Introduction to Statistical Modeling with SAS/STAT Software

Inference Principles for Survey Data

Design-based and model-assisted statistical inference for survey data requires that the randomness due to the selection mechanism be taken into account. This can require special estimation principles and techniques.

The SURVEYMEANS, SURVEYFREQ, SURVEYREG, SURVEYLOGISTIC, and SURVEYPHREG procedures support design-based and/or model-assisted inference for sample surveys. Suppose $\pi _ i$ is the selection probability for unit i in sample S. The inverse of the inclusion probability is known as sampling weight and is denoted by $w_ i$ . Briefly, the idea is to apply a relationship that exists in the population to the sample and to take into account the sampling weights. For example, to estimate the finite population total $T_ N = \sum _{i \in U_ N y_ i}$ based on the sample S, you can accumulate the sampled values while properly weighting: $\widehat{T}_{\pi } = \sum _{i \in S} w_ i y_ i$ . It is easy to verify that $\widehat{T}_{\pi }$ is design-unbiased in the sense that $\mr{E}[\widehat{T}_{\pi } | {\mathcal F}_ N] = T_ N$ (see Cochran 1977).

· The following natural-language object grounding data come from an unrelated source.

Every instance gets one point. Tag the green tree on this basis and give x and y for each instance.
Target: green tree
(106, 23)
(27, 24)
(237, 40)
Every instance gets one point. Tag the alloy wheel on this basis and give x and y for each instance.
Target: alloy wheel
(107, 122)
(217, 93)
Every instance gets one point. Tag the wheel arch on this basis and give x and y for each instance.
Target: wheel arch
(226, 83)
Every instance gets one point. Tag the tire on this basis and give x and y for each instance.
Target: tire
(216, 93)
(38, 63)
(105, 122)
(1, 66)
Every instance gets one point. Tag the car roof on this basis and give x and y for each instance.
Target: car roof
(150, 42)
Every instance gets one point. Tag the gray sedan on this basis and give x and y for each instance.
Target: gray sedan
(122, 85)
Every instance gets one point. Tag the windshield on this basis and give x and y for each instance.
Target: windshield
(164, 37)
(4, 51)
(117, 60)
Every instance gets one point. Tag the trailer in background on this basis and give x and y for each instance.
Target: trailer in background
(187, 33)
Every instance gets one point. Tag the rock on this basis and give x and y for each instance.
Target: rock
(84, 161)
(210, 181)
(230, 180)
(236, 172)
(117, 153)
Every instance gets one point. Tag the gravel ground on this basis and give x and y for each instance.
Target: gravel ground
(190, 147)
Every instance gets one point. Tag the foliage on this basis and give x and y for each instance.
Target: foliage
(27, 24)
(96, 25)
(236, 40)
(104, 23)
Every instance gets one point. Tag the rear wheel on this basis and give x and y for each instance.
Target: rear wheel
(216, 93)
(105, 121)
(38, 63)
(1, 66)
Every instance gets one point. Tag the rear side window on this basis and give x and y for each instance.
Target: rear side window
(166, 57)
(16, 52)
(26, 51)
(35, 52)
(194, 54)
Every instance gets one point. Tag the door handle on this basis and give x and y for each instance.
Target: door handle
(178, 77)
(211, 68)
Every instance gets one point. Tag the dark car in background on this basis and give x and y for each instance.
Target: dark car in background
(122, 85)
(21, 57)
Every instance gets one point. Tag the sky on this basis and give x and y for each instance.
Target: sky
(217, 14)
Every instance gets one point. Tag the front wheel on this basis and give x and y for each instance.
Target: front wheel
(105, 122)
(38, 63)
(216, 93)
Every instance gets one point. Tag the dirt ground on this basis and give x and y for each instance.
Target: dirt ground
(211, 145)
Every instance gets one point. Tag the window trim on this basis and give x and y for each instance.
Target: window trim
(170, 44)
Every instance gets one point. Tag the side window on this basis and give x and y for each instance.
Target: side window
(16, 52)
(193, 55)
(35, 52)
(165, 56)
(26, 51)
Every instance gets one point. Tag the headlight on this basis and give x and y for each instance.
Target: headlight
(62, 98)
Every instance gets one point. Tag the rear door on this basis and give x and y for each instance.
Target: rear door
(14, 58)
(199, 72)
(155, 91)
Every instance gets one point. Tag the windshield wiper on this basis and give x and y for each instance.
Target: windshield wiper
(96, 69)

When a statistical model is present, similar ideas apply. For example, if $\beta _{N0}$ and $\beta _{N1}$ are finite population quantities for a simple linear regression working model that minimize the sum of squares

$\sum _{i \in U_ N} \left(y_ i - \beta _{0N} - \beta _{1N}x_ i\right)^2$

in the population, then the sample-based estimators $\widehat{\beta }_{0S}$ and $\widehat{\beta }_{1S}$ are obtained by minimizing the weighted sum of squares

$\sum _{i \in S} w_ i (y_ i - \hat\beta _{0S} - \hat\beta _{1S}x_ i)^2$

in the sample, taking into account the inclusion probabilities.

In model-assisted inference, weighted least squares or pseudo-maximum likelihood estimators are commonly used to solve such estimation problems. Maximum pseudo-likelihood or weighted maximum likelihood estimators for survey data maximize a sample-based estimator of the population likelihood. Assume a working model with uncorrelated responses such that the finite population log-likelihood is

$\sum _{i \in U_ N} l(\theta _{1N}, \ldots , \theta _{pN}; y_ i),$

where $\theta _{1N}, \ldots , \theta _{pN}$ are finite population quantities. For independent sampling, one possible sample-based estimator of the population log likelihood is

$\sum _{i \in S} w_ i l(\theta _{1N}, \ldots , \theta _{pN}; y_ i)$

Sample-based estimators $\widehat{\theta }_{1S}, \ldots , \widehat{\theta }_{pS}$ are obtained by maximizing this expression.

Design-based and model-based statistical analysis might employ the same statistical model (for example, a linear regression) and the same estimation principle (for example, weighted least squares), and arrive at the same estimates. The design-based estimation of the precision of the estimators differs from the model-based estimation, however. For complex surveys, design-based variance estimates are in general different from their model-based counterpart. The SAS/STAT procedures for survey data (SURVEYMEANS, SURVEYFREQ, SURVEYREG, SURVEYLOGISTIC, and SURVEYPHREG procedures) compute design-based variance estimates for complex survey data. See the section Variance Estimation, in Chapter 14: Introduction to Survey Sampling and Analysis Procedures, for details about design-based variance estimation.